7. Time-lapse de imágenes

Para examinar la dinámica de la columna vertebral dendríticas, tales como cambios en la motilidad de la columna vertebral o en la morfología de la espina dorsal de espinas individual, en la presencia o ausencia de enfermedad asociada a las proteínas sinápticas, crecer neuronas corticales primarias cultivadas en cubreobjetos de 22x22 mm cuadrados para DIV 24-28. NeurFirefox puede ser el doble-transfectadas con GFP / mCherry para definir la morfología celular, y marcado con fluorescencia mutante proteínas sinápticas como se describió anteriormente. Para todos los experimentos de imagen, elija saludables las neuronas piramidales que expresan tanto las construcciones, estas células pueden ser sometidos a tratamiento farmacológico, imágenes y se utiliza en los análisis posteriores.

  1. Preincubarlos neuronas cultivadas en cubreobjetos de 22x22 mm en 1,5 ml ACSF durante 30-60 minutos en un humidificado incubadora a 37 ° C, suplementado con 5% de CO 2. Las células también pueden ser pre-tratados con fármacos en esta etapa también. Pre-incubation/treatment siguiente, las células de transferencia a una cámara de imágenes escenario cerrado (Warner, RC-30 HV). Mantenga una temperatura de 37 ° C con una unidad de control (Warner, TC-344B) 2,5-6,10.
  2. Para examinar la motilidad columna, antes de tratar las células con la droga o el vehículo de hasta 30-60 minutos antes de transferir las células en la cámara de imágenes. Esto permite que el tiempo suficiente para que la droga / vehículo para iniciar las vías de segundo mensajero dentro de la neurona. Adquirir imágenes a través de un objetivo de 63X (Ziess, NA 1.4) con un promedio de 2 veces a intervalos de 10 minutos. Elija las neuronas sanas con el conjunto de morfologías piramidal que expresan GFP / mCherry o proteína fluorescente con etiquetas. Para minimizar el daño solar, reduce la potencia del láser a un 0,5-1%. Las comparaciones de los vehículos tratados en comparación con las células tratadas con la droga se muestran cambios en la motilidad de la columna vertebral. Por otra parte, la movilidad de la columna vertebral pueden ser evaluados antes y después del tratamiento, la perfusión de la droga / del vehículo (ver más abajo). Recoger Z-pilas en cada momento.

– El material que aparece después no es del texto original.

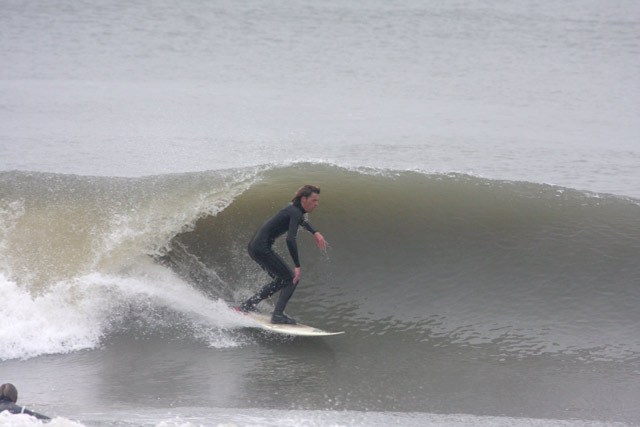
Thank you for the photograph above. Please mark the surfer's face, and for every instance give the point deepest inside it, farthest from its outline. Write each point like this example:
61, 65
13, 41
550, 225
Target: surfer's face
309, 203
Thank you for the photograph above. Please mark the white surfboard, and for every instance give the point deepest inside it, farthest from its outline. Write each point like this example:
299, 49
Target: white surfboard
263, 321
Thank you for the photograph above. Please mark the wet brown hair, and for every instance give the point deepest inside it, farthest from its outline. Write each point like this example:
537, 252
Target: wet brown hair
305, 191
8, 392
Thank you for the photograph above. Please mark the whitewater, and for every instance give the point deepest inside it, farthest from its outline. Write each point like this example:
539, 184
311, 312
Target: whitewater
480, 197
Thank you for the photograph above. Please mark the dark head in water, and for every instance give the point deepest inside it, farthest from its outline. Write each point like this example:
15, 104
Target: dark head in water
8, 393
307, 197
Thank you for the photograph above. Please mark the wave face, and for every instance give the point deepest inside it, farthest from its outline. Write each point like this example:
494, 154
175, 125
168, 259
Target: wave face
526, 268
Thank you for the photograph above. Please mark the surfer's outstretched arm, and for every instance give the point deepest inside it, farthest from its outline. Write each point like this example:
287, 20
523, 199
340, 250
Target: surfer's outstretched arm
320, 242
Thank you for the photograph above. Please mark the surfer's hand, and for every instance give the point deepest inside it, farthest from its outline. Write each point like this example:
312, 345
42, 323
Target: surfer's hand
320, 242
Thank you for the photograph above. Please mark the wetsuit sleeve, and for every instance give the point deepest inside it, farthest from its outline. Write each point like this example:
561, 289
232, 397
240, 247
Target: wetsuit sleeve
307, 226
294, 222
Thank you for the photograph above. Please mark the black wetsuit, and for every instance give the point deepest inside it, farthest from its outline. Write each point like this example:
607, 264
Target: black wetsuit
17, 409
287, 220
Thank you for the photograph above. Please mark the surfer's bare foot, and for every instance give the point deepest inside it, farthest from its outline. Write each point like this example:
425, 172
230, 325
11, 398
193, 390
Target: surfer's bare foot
282, 319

  3. Para seguir los cambios en la morfología de la espina dendrítica con el tiempo, cubreobjetos imagen durante 1 hora para determinar los cambios de base en la morfología. En este momento, perfundir el fármaco / vehículo en la cámara de imágenes usando una bomba peristáltica (Gilson, Minipuls 3), y las neuronas de imagen para una hora más. Adquirir confocal Z-pilas utilizando un objetivo de 63X (Ziess, NA 1.4), con un promedio de 2 veces cada 10 minutos. Reducir la potencia del láser a un 0,5-1% para minimizar el daño solar.
  4. Al final de cada sesión de imágenes, obtener una imagen de 20x de toda la neurona a nivel de determinar el daño solar. Cualquier neuronas muestran signos de sufrimiento debe ser omitido de la cuantificación. Z-pilas de cada punto de tiempo debe ser derrumbado en las proyecciones 2D en Metamorph. Dependiendo de la calidad de imagen y el nivel de transfección, un filtro de mediana-pass o sustracción de fondo se puede aplicar en Metamorph para producir imágenes claras para su análisis.

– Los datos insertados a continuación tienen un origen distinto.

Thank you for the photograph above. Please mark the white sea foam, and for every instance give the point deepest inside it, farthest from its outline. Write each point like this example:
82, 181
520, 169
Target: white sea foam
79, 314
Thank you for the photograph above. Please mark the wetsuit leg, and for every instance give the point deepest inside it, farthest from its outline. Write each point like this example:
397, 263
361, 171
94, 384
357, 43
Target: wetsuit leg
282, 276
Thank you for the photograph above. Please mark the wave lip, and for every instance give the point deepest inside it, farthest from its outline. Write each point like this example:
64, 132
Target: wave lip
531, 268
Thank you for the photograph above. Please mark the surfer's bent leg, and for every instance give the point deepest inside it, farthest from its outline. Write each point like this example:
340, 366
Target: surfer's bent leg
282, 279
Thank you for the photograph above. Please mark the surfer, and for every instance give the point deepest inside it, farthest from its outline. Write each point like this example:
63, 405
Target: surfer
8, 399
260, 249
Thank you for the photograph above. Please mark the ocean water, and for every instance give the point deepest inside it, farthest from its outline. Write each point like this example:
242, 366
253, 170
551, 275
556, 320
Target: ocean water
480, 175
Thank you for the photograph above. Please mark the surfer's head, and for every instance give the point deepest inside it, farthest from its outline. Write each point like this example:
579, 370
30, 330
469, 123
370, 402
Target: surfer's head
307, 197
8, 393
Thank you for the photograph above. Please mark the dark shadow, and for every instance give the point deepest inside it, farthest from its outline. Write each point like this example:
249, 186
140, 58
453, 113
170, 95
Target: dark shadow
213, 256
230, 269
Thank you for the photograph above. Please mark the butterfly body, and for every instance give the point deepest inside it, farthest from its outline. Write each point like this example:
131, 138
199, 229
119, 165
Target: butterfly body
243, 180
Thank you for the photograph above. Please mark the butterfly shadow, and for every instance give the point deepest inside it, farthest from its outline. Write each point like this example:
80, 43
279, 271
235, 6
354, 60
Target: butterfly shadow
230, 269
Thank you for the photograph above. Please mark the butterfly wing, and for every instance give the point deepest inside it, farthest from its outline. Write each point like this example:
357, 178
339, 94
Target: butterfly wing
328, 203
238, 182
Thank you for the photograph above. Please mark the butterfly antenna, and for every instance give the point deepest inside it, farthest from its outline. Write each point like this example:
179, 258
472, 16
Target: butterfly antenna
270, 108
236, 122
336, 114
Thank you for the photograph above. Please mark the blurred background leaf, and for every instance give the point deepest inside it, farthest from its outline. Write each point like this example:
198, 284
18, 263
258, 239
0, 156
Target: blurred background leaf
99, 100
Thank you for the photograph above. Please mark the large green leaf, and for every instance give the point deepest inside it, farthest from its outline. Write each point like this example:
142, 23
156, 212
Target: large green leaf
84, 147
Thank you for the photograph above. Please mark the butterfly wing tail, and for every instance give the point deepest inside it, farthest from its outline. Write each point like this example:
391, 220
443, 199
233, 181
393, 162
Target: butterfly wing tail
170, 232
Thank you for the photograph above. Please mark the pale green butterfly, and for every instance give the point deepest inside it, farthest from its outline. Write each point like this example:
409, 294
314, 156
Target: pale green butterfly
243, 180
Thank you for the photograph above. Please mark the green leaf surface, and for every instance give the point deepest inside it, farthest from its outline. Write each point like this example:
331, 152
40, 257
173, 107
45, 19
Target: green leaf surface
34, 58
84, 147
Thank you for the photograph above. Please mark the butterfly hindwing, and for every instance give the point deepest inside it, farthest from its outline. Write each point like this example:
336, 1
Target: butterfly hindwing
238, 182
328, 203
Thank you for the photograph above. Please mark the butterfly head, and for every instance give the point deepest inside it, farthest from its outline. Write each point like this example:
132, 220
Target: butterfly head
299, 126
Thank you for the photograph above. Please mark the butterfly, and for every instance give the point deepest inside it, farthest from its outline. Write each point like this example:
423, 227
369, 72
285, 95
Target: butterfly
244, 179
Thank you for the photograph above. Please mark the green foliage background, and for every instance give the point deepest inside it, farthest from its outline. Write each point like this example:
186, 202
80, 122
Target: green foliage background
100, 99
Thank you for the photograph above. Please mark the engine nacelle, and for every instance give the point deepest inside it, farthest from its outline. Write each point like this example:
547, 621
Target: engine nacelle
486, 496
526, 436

  5. Para evaluar la columna vertebral de morphing y de la motilidad, las imágenes tomadas al principio, mitad y final de la sesión de 100 minutos de imágenes deben ser de colores y cubierta en MetaMorph. Por lo menos 100 m de las dendritas por celda deben ser analizados. La fracción de la columna vertebral motilidad total se define como el número total de eventos de la motilidad, es decir, la extensión, la retracción, la cabeza o la motilidad morphing protrusiva normalizado al número de columna 6,11. Este método mide la frecuencia de los acontecimientos, sin tener en cuenta su magnitud, sino que las piscinas de todo tipo de eventos, y es una estimación general de la movilidad en general. Un evento protrusiva se define como la aparición de una protuberancia nueva, transitoria a partir de una cabeza de la columna vertebral o eje dendríticas. Un caso de retracción se define como la desaparición de un saliente existente o transitoria se encuentra en una cabeza de la columna vertebral o eje dendríticas. La suma de los acontecimientos saliente y de extensión se dividen por el número total de espinas en la región de las dendritas que se cuantifica.

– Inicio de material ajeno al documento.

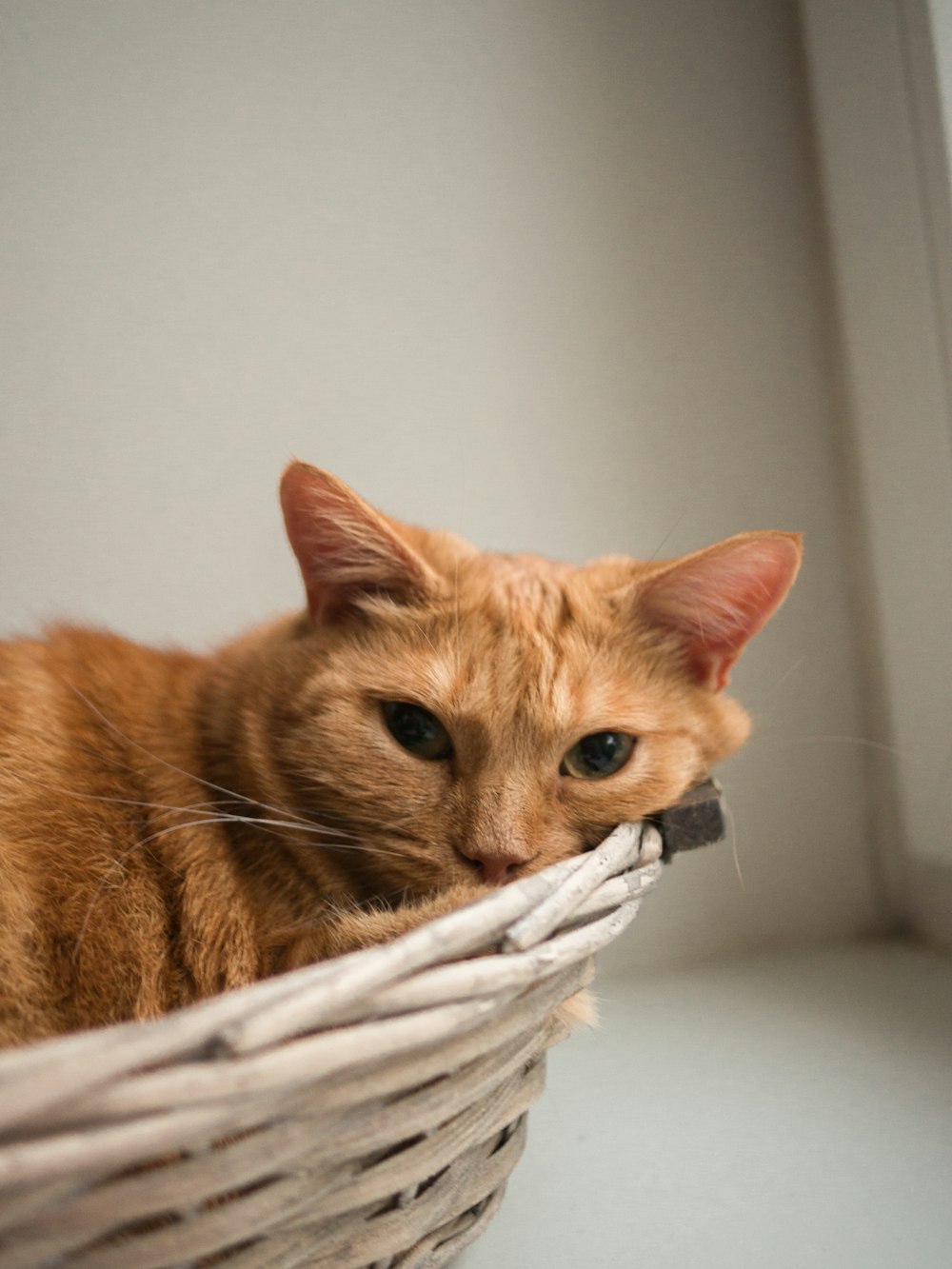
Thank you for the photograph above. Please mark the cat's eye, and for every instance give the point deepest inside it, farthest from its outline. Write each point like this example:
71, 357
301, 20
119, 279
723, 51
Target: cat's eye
418, 730
601, 754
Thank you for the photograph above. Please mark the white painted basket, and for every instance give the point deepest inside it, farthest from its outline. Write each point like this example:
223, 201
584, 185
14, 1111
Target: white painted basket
360, 1112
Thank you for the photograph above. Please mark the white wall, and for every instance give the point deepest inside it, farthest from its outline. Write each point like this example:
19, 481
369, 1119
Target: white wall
544, 273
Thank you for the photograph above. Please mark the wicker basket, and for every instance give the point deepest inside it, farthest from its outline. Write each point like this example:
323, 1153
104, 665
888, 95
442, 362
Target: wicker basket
360, 1112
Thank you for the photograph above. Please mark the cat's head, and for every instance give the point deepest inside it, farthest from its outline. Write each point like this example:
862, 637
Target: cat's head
480, 716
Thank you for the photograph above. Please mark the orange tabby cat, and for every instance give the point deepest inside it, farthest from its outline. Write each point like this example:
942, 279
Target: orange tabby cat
437, 721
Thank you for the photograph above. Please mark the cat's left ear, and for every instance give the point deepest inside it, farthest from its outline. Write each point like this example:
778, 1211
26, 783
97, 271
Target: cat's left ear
719, 598
346, 548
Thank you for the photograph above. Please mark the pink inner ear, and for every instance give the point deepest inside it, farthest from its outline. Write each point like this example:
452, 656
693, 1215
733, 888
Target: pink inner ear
720, 598
343, 545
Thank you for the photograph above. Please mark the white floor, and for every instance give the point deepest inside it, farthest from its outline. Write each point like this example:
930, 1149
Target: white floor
786, 1112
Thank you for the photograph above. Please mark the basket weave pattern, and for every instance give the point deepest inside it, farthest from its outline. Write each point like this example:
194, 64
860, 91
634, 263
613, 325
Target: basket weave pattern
362, 1112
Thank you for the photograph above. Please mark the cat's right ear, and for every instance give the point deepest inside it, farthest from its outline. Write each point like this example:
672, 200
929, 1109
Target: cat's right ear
345, 547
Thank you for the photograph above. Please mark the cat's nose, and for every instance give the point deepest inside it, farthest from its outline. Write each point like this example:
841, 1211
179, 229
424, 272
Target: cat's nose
497, 868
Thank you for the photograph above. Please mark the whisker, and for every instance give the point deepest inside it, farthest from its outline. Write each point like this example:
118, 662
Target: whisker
733, 830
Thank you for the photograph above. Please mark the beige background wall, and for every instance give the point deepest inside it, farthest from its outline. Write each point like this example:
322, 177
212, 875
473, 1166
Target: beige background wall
548, 274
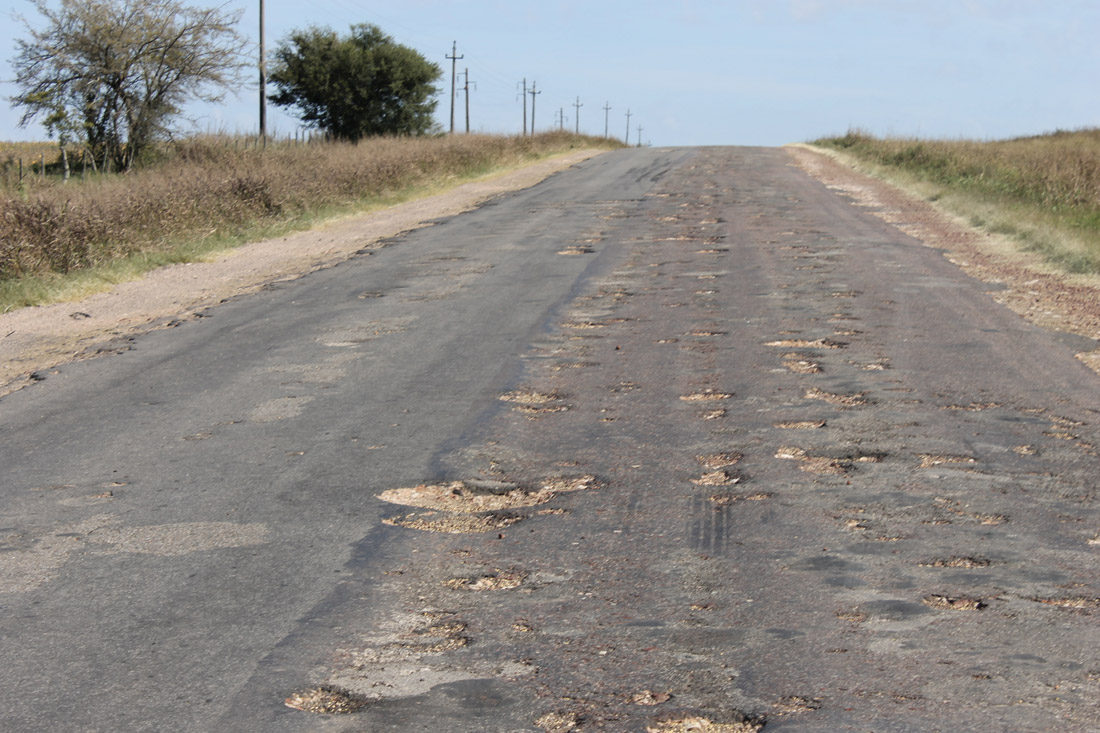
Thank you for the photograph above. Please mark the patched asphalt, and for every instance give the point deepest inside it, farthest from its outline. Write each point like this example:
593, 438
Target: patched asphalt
679, 439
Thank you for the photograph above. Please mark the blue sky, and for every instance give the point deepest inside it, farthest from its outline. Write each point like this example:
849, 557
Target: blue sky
741, 72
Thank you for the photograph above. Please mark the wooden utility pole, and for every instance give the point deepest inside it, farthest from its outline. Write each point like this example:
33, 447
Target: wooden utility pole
532, 93
453, 57
263, 80
465, 88
525, 106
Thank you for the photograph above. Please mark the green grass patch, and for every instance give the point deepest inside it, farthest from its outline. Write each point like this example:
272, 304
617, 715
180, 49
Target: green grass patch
64, 240
1042, 192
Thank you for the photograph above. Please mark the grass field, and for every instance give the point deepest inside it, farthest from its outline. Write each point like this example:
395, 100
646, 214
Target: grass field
1042, 192
211, 193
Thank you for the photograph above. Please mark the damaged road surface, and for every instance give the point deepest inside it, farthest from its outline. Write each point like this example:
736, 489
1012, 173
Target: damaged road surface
675, 440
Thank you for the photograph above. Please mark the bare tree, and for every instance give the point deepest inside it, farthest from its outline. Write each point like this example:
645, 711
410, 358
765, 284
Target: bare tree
117, 73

  6. Para evaluar los cambios en la morfología de la columna individual en la respuesta al tratamiento farmacológico, medir el área de la sección transversal de las espinas dendríticas, o la densidad de la espina dendrítica lineal en el punto de horas de tiempo de -1 (1 hora antes de la perfusión), inmediatamente antes del tratamiento y en cada punto de tiempo después de el tratamiento. Normalizar cada momento a la 1 hora antes-a-punto en el tiempo de tratamiento. Para determinar que los cambios en la morfología de la espina dendrítica o densidad lineal no se deben a daño solar, analizar las neuronas perfundidos con el vehículo. Las diferencias en los medios puede ser determinada por unpaired prueba t de Student o de una muestra de prueba de la t.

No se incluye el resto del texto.